The president’s decision to fire FBI Director James Comey last week raised eyebrows from lawmakers on both sides of the aisle, especially given the FBI’s ongoing investigation into Trump’s campaign. The president did little to calm concerns about Comey’s dismissal when he told NBC News in an interview that he weighed the Russia investigation, which he called a “made-up story,” as he made up his mind to fire the FBI director.
As the Senate’s minority party, Democrats would have little power to truly block a new FBI director, whose nomination would need only a simple majority to clear the bar of confirmation. But a partisan battle over the head of the FBI would be new territory for the Senate, which typically confirms the bureau’s director with essentially universal bipartisan support. (Comey was confirmed by a vote of 93-1 in 2013.)

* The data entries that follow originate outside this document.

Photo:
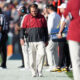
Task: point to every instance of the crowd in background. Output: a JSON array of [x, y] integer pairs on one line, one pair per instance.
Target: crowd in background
[[10, 10]]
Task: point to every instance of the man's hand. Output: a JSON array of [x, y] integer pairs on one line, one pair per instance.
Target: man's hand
[[59, 35], [21, 41]]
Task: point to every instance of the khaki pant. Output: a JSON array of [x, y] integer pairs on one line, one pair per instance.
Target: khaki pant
[[36, 55], [75, 58], [25, 55], [52, 53]]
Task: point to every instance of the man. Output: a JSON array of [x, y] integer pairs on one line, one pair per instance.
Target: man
[[73, 37], [3, 38], [64, 59], [25, 58], [52, 48], [37, 35]]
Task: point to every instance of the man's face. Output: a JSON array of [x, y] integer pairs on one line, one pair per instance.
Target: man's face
[[34, 11]]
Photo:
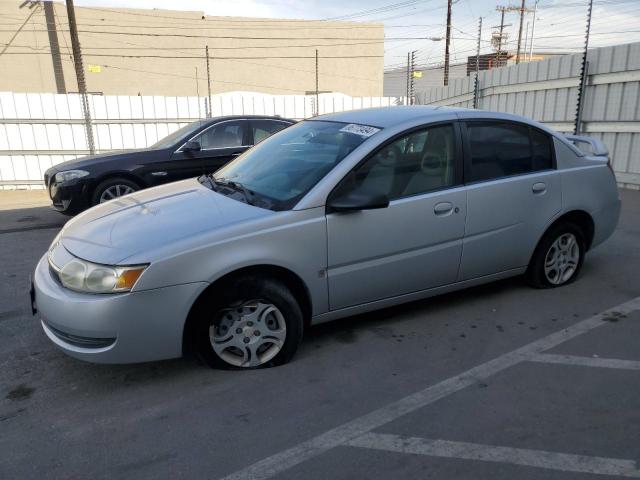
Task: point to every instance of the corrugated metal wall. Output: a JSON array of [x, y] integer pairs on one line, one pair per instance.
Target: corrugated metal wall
[[547, 91], [41, 130]]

Schumer predicted that the plan would enjoy “broad support” among Senate Democrats, as well as among the American people.
Democrats sure have fallen in love with special prosecutors, haven't they? The IRS can target conservatives for special treatment, but we trusted the Democratic Justice Department to thoroughly and fairly investigate that, right? Ditto for Fast and Furious, Benghazi, Hillary's emails, and any one of a half dozen more instances of abuse of power, unconstitutional actions, or illegal activities carried out by the Obama administration. We didn't need a special prosecutor for any of those, said Democrats at the time.
Now, suddenly (!) we need a special prosecutor for...sorry, but I've lost track. How many "special prosecutors" have the Democrats called for in the first four months of the Trump administration?
As for a new FBI director, it's not really necessary for the smooth functioning of the bureau to have a permanent director. If Democrats want to look like spoiled brats by refusing the courtesy of voting on a new nominee, that's their choice.